Holdermahmood9431
expression in K562/ADM were markedly higher than those in K562 cells (P<0.05). The ADM chemosensitivity of K562/ADM cells was improved significantly when DRAM1 expression was downregulated (P<0.05).
miR-199a-5p is downregulated in chemoresistant AML cells. miR-199a-5p expression plays an important role in regulating the sensitivity of AML cells to ADM treatment. DRAM1 is a functional target gene for miR-199a-5p modulating AML chemoresistance.
miR-199a-5p is downregulated in chemoresistant AML cells. miR-199a-5p expression plays an important role in regulating the sensitivity of AML cells to ADM treatment. DRAM1 is a functional target gene for miR-199a-5p modulating AML chemoresistance.
To explore the effect of OCT4 over-expression on the expression of induced pluripotent stem cell (iPSC)-related transcription factors (cMYC,KLF4,LIN28,NANOG and SOX2) in human bone marrow derived mesenchymal stem cells (hBMMSCs), so as to provide fundamental basis for exploring the pathogenesis of hematological diseases (leukemia, aplastic anemia, etc.) from the perspective of hemopoietic microenvironment in the future.
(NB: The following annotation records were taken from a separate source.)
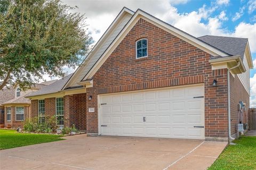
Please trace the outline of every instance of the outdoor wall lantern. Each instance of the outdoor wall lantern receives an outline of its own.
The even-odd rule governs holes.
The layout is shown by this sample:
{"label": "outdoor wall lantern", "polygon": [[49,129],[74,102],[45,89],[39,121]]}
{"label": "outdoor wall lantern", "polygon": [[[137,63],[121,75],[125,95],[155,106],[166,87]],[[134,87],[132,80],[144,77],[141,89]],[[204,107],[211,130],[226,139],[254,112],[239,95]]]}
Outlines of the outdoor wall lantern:
{"label": "outdoor wall lantern", "polygon": [[213,80],[213,82],[212,83],[212,86],[213,86],[214,87],[216,87],[217,86],[217,85],[218,85],[217,80]]}

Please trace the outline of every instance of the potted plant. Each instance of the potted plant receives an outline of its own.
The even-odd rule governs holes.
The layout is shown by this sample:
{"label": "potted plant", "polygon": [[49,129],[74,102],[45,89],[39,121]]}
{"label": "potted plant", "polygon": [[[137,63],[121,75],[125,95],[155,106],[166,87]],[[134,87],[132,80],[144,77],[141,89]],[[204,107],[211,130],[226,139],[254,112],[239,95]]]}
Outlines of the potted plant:
{"label": "potted plant", "polygon": [[72,126],[72,128],[71,128],[71,135],[76,134],[77,132],[77,130],[75,126],[75,125],[73,124],[73,126]]}

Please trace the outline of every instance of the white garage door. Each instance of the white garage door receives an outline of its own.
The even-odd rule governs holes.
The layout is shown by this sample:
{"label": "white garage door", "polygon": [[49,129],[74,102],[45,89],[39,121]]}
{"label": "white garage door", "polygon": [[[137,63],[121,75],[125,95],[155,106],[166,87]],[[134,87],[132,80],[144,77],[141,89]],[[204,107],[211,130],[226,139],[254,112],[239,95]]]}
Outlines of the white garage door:
{"label": "white garage door", "polygon": [[99,134],[204,139],[202,85],[100,95]]}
Recombinant plasmid pcDNA3.1-OCT4 was constructed and transferred into the optimal generation P3-4 hBMMSCs by liposome transfection. The cells with stable and high expression of OCT4(hBMMSCs-OCT4)were screened by G418 resistance screening (limited dilution) and subcloning, the expression of OCT4 mRNA and OCT4 protein was verified by RT-PCR and FCM, respectively. The expression of iPSC-related transcription factors (cMYC, KLF4, LIN28, NANOG and SOX2) were also determined by FCM and RT-PCR, so as to evaluate the effect of ectopic high expression of OCT4 on the expression of iPSC related tran)% (SOX2) to (80.65±4.75)%, (73.03±4.70)%, (68.08±3.05)%, (39.39±1.85)%and (91.45±4.56)% in hBMMSCs-OCT4, respectively, which were consistent with results of RT-PCR analysis. 1-Methyl-3-nitro-1-nitrosoguanidine datasheet Moreover, the expression levels of NANOG and SOX2 positively correlated with the mean expression of OCT4 (OCT4 vs NANOG r=0.7802,OCT4 vs SOX2 r=0.4981;NANOG vs SOX2 r=0.7426).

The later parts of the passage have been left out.